BUGATTI: MORE THAN JUST CARS
Ettore Bugatti was so much more than simply an automotive engineer, as his diverse range of patents, design challenges, eclectic interests and wide circle of influential friends attest. Today he would be called an industrial designer, but his broad perspective went way beyond invention: Ettore was just as fascinated by the production of his creations, too. Throughout his working life he designed lathes and machines for drilling, cutting and many other aspects of manufacture. Even the workbenches around the Molsheim factory featured vices designed by Bugatti that, like all of his engineering work, were aesthetically impressive – and today are highly prized.
As historian Barry Eaglesfield confirms in his exhaustive Bugatti: The Designer, the breadth of work beyond his automotive marvels is remarkable – from door hinges to operating tables, fishing reels to 2000bhp streamlined trains.
Whatever interest distracted Ettore from his drawing board, be it equestrian or nautical, he’d soon set about dreaming up new solutions – as his elegant marine snatch block, designed for his yacht Barbara III and patented in 1940, confirms.

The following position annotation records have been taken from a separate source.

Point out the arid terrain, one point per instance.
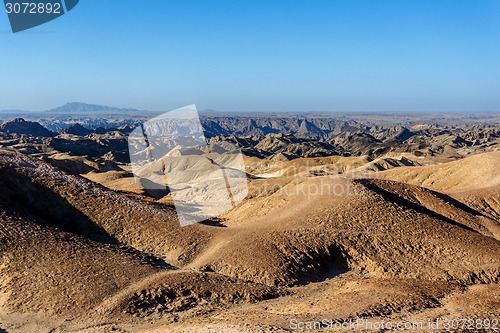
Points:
(387, 219)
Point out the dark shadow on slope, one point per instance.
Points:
(21, 193)
(48, 208)
(457, 204)
(408, 204)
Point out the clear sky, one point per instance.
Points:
(253, 55)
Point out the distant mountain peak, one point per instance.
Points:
(21, 126)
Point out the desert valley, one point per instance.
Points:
(349, 217)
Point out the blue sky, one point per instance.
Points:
(235, 55)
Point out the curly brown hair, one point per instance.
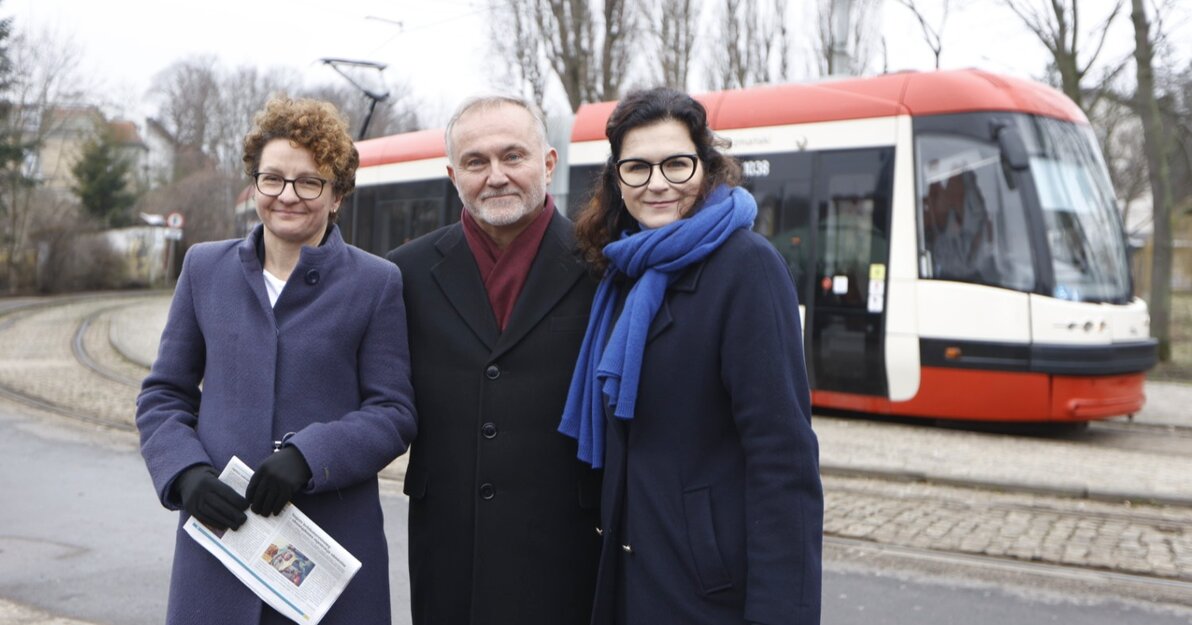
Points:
(315, 125)
(604, 217)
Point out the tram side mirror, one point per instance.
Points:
(1013, 149)
(1013, 152)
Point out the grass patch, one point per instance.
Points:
(1179, 369)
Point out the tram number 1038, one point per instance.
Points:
(757, 168)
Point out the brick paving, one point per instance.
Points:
(1138, 539)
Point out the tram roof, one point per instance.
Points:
(399, 148)
(916, 93)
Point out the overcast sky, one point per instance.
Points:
(439, 47)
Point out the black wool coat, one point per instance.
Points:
(502, 514)
(713, 511)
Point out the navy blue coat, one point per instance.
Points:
(329, 361)
(714, 484)
(502, 514)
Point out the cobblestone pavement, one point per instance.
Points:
(1069, 502)
(1137, 539)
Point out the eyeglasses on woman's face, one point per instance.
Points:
(677, 168)
(305, 186)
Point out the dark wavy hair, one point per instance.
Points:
(604, 217)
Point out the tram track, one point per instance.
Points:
(1030, 576)
(17, 311)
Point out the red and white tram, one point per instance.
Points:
(953, 235)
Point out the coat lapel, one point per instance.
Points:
(459, 278)
(554, 271)
(685, 283)
(250, 264)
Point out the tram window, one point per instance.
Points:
(781, 185)
(972, 226)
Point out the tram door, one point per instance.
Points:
(845, 317)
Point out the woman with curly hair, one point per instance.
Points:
(690, 387)
(287, 350)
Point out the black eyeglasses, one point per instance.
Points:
(676, 169)
(305, 186)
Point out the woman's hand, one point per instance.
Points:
(277, 480)
(209, 500)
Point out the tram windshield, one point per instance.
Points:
(973, 226)
(1085, 237)
(975, 220)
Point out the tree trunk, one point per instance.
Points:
(1160, 185)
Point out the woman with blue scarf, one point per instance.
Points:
(690, 388)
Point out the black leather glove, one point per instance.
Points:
(277, 480)
(209, 500)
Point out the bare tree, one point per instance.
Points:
(932, 35)
(515, 39)
(844, 35)
(44, 79)
(753, 44)
(1160, 184)
(583, 44)
(672, 26)
(188, 91)
(1056, 24)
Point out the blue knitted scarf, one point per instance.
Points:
(655, 258)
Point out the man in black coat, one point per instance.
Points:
(502, 514)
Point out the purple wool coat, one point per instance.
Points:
(328, 363)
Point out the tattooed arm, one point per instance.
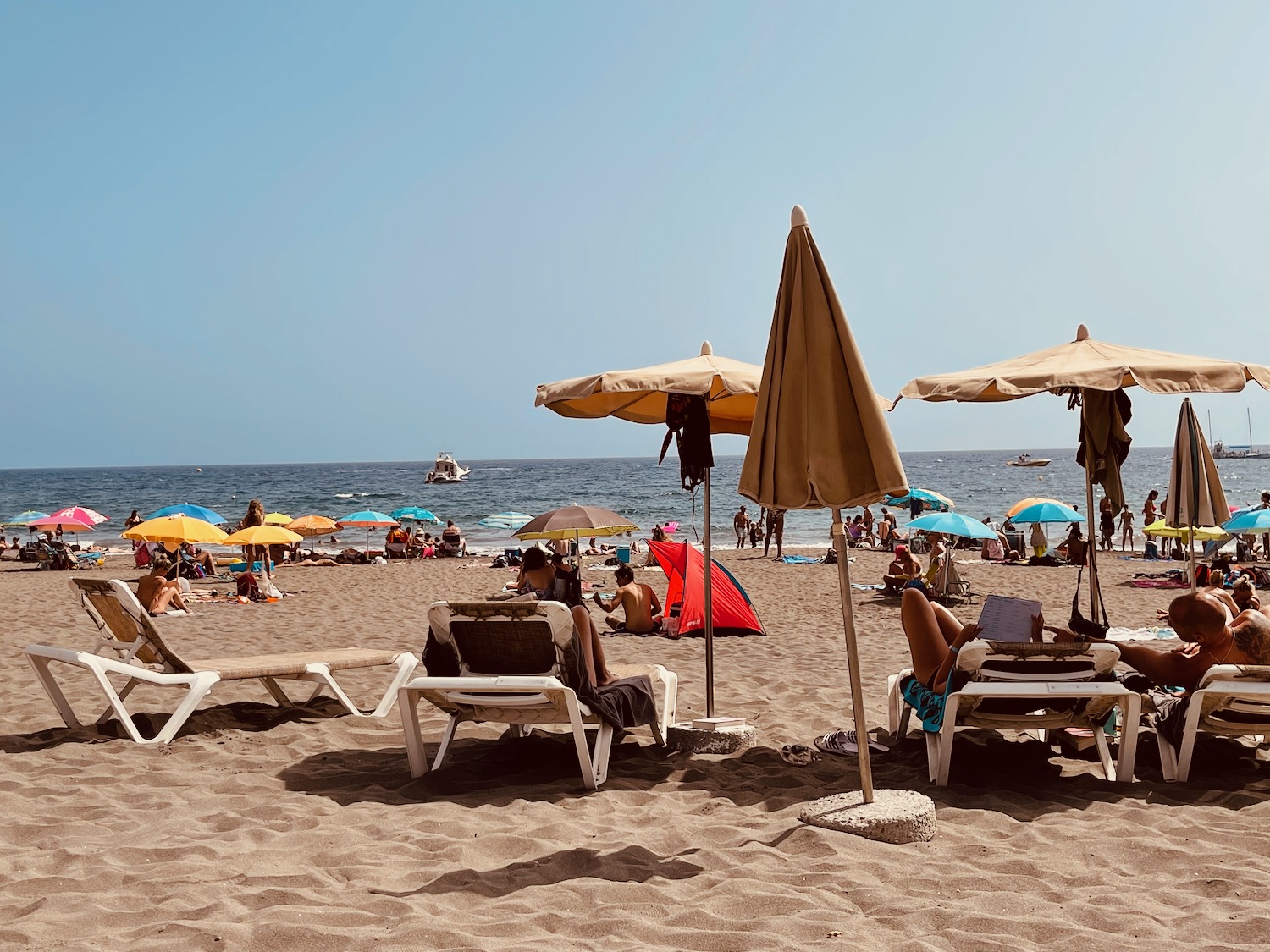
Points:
(1252, 636)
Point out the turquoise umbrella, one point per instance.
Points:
(1046, 513)
(929, 498)
(952, 525)
(197, 512)
(25, 518)
(505, 520)
(414, 513)
(367, 520)
(1249, 520)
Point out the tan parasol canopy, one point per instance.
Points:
(1090, 365)
(820, 437)
(1086, 365)
(729, 388)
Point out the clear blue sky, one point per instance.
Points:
(328, 231)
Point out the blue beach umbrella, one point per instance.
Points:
(505, 520)
(1249, 520)
(414, 513)
(952, 525)
(1046, 513)
(930, 500)
(196, 512)
(25, 518)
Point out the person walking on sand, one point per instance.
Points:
(741, 523)
(1125, 528)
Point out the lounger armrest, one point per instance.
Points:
(507, 683)
(1033, 690)
(109, 665)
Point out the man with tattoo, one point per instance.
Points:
(1209, 636)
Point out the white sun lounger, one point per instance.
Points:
(1058, 677)
(141, 657)
(1232, 701)
(511, 657)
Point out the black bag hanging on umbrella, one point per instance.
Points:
(1079, 622)
(687, 419)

During the 1930s, the Italian-born Bugatti even created a pasta machine for the cooks in his chateau kitchen, using parts from Bugatti cars including a Royale steering wheel and gears from Grand Prix racers to produce spaghetti, macaroni and tagliatelli. This unique culinary masterpiece was advertised in the 1980s for £35,000.
Always beautifully executed, the designs could be as elegantly simple as the wooden chairs he designed for waiting customers at the factory. Little wonder modern designers such as Marc Newson find inspiration in Bugatti’s work.
A complete contrast came from the Type 56 that made its debut on the Bugatti stand at the 1931 Paris Salon alongside son Jean’s glamorous straight-eight Type 49 coupe. Looking like a veteran with its tiller steering, this small, light, two-seater electric car was originally designed by Ettore for personal use around the factory grounds and estate. With its 36V motor geared directly above the back axle, the silent vehicle was much admired by customers who requested that he build more, but no doubt the FFr10,000 price put most off.
The financial crash in 1929 wiped out many exclusive car makers, and with Bugatti production nearly at a standstill between 1932 and ‘1934 it was a railway contract that rescued the firm. After the financial failure of the Royale, Ettore designed the advanced Autorail, which conveniently used four redundant 12.7-litre Royale engines for power. With engines arranged in the centre, this streamlined 16-wheeler reached record speeds including a 144kph average between Strasbourg and Paris. Autorail production totalled 88 and it remained in service up to 1958, proving to be one of Bugatti’s most financially beneficial projects and undoubtedly saving the company.
Other automotive engineers have diversified into rail and aviation, but none matched Ettore’s varied achievements. Proud, extravagant, dynamic, artistic, stylish, eccentric, blinkered, moody, compassionate and egotistical: Le Patron was all of these during his packed 65 years.